When I started my new institutional-repository-manager job in the UW-Madison Libraries in 2007, almost exactly five years ago now, the very first committee I was put onto was something called the Scholarly Asset Management Initial Exploratory Group. SAMIEG was sponsored, funded, and mostly crewed by our central IT unit, the Division of Information Technology, and it took the form of a number of focus groups with faculty, where we asked them openended questions about their data practices and needs. As is the way of such groups, the results were written up into a report which as best I can tell nobody at our institution actually read, though I know people outside our institution sat up and took notice, because I’ve seen it cited a fair few places; you can find it on our institutional repository. I hope it was helpful! But so much for that report.
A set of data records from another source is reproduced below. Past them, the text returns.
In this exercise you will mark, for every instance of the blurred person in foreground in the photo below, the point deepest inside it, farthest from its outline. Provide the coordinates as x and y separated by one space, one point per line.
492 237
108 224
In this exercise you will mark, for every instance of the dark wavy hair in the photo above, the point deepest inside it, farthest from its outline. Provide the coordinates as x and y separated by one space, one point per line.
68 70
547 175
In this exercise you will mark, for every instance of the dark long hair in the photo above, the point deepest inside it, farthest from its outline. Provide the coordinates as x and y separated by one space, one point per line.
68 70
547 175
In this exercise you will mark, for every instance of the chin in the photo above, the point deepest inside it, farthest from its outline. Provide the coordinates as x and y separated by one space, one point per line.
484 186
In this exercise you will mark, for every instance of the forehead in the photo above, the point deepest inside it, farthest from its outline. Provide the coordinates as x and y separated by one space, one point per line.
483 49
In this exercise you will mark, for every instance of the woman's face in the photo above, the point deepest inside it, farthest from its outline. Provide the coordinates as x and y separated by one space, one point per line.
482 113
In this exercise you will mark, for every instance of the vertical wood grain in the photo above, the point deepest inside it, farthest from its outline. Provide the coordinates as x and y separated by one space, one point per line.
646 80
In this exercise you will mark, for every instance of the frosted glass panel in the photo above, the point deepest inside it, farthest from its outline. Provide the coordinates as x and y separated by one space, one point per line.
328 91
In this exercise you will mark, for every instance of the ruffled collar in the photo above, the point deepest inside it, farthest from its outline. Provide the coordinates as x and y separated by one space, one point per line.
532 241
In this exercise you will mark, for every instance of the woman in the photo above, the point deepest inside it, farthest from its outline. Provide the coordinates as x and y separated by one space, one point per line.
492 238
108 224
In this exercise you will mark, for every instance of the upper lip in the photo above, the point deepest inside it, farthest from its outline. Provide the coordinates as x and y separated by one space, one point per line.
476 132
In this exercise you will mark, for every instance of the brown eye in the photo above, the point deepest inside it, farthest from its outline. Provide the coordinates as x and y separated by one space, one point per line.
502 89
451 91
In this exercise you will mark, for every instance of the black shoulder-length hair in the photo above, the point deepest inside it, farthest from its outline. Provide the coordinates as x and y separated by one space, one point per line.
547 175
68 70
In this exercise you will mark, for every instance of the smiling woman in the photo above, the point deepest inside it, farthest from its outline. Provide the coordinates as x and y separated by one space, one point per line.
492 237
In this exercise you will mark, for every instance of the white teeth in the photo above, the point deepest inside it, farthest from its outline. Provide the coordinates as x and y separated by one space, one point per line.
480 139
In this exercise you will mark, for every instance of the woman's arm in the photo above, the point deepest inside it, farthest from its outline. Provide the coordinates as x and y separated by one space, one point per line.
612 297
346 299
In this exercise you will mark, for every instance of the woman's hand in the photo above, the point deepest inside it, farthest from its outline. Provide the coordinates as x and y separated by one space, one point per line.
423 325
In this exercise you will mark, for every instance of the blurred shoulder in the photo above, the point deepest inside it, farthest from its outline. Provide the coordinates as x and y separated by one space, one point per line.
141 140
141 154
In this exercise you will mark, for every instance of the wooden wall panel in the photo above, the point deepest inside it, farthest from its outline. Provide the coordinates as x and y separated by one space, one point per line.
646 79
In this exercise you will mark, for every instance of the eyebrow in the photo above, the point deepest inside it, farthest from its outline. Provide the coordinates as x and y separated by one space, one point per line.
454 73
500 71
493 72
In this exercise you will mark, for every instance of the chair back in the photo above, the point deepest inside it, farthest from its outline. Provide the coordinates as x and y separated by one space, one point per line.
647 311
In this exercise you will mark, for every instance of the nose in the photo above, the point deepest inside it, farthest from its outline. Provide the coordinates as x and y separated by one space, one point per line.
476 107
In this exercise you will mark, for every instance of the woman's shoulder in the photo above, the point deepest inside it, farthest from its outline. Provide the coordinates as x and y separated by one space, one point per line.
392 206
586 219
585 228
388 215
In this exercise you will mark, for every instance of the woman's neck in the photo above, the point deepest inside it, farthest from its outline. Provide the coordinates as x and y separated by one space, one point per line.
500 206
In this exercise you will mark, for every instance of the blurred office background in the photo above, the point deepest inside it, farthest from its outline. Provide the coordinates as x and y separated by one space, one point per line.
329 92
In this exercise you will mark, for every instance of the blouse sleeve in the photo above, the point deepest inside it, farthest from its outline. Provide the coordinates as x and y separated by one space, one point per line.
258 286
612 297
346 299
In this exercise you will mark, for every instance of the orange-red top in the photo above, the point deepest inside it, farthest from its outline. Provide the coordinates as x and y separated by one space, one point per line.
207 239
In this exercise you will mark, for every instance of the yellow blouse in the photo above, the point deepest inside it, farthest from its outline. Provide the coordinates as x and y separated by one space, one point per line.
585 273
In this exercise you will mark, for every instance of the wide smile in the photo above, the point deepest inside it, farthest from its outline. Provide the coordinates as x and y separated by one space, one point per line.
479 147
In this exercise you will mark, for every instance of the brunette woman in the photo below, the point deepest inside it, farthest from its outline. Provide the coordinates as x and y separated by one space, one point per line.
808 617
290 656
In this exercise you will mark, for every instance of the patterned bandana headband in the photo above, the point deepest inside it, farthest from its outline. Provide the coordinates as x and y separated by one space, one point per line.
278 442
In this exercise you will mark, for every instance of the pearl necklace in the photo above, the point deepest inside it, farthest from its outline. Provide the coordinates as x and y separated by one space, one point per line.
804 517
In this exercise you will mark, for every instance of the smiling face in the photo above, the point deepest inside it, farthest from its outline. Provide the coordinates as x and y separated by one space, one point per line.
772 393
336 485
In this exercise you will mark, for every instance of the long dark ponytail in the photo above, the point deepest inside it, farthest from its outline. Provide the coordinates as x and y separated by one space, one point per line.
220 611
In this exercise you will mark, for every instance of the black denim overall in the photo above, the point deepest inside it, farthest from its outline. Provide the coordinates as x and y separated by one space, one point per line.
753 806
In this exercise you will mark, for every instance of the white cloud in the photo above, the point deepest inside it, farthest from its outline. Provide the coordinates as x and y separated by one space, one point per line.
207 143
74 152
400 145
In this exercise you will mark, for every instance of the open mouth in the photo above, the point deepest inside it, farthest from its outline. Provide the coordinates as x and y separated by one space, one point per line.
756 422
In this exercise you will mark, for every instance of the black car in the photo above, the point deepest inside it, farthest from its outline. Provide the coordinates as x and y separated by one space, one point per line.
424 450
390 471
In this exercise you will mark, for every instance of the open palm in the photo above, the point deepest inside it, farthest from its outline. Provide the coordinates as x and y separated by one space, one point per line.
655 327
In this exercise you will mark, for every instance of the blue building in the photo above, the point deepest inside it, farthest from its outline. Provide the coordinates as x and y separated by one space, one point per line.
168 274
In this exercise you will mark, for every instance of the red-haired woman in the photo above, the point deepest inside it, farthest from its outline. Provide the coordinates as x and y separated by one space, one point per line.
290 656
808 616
The next thing that happened to us in this space was the CIC “Librarians and E-Science” conference in 2008. The libraries sent half a dozen people to this, IT people and librarians, myself included, and it was a real turning point for us; several of us came back thinking “yes, the writing is on the wall; this is going to be A Thing and we will have to come up with a response to it.” Notably, and here’s where we differ strongly from what’s happening at places like Purdue and Michigan where there have been significant organization-chart shifts with respect to research support, the people who came back thinking this were rank-and-file employees and line managers. They were not campus IT administrators, not library administrators, certainly not campus administrators, just ordinary bottom-of-the-heap schmos like me. There was no way we were going to reorganize the whole library org chart to create a separate arm and a separate dean for research services! And there are a lot of research and research-computing stakeholders on our campus, so there was no way that everybody was just going to fall in line behind the library. So if anything was going to happen, it would have to happen from the bottom up, and in at least two different campus organizational silos: the library, and campus IT. Maybe the Grad School too. Kind of a tall order.

So in 2009, some of the same people who had been on SAMIEG started what I mischievously call Son of SAMIEG, but which was properly called the Research Data Management Study Group. Instead of focus groups, this was a set of more in-depth interviews with faculty, with a more robust interview instrument. As is the way of such groups, the results were written up into a report which nobody at our institution read, though I know people outside our institution sat up and took notice, because this too has been cited a time or two.

Does all this report-writing seem pointless? Well, maybe. But in a crowded environment where everybody has too much to do, this is sometimes the only way that the rank-and-file can light a fire: by writing reports that nobody reads so that they serve as administrative cover when real opportunities come along. Because a thing that happens in large organizations when something difficult and messy and futuristic comes up that nobody wants to deal with, is they tell you, “Scram! Go away and do some market research or user research or needs assessment or something and write us a report.” Look, we all know nine times out of ten nobody will read that report, much less act on it; it’s pure organizational theatre. But in our case, we’d done all the report-writing already, so nobody could reasonably tell us to go do it again. So writing the reports nobody read freed us up to make something happen when opportunity arose.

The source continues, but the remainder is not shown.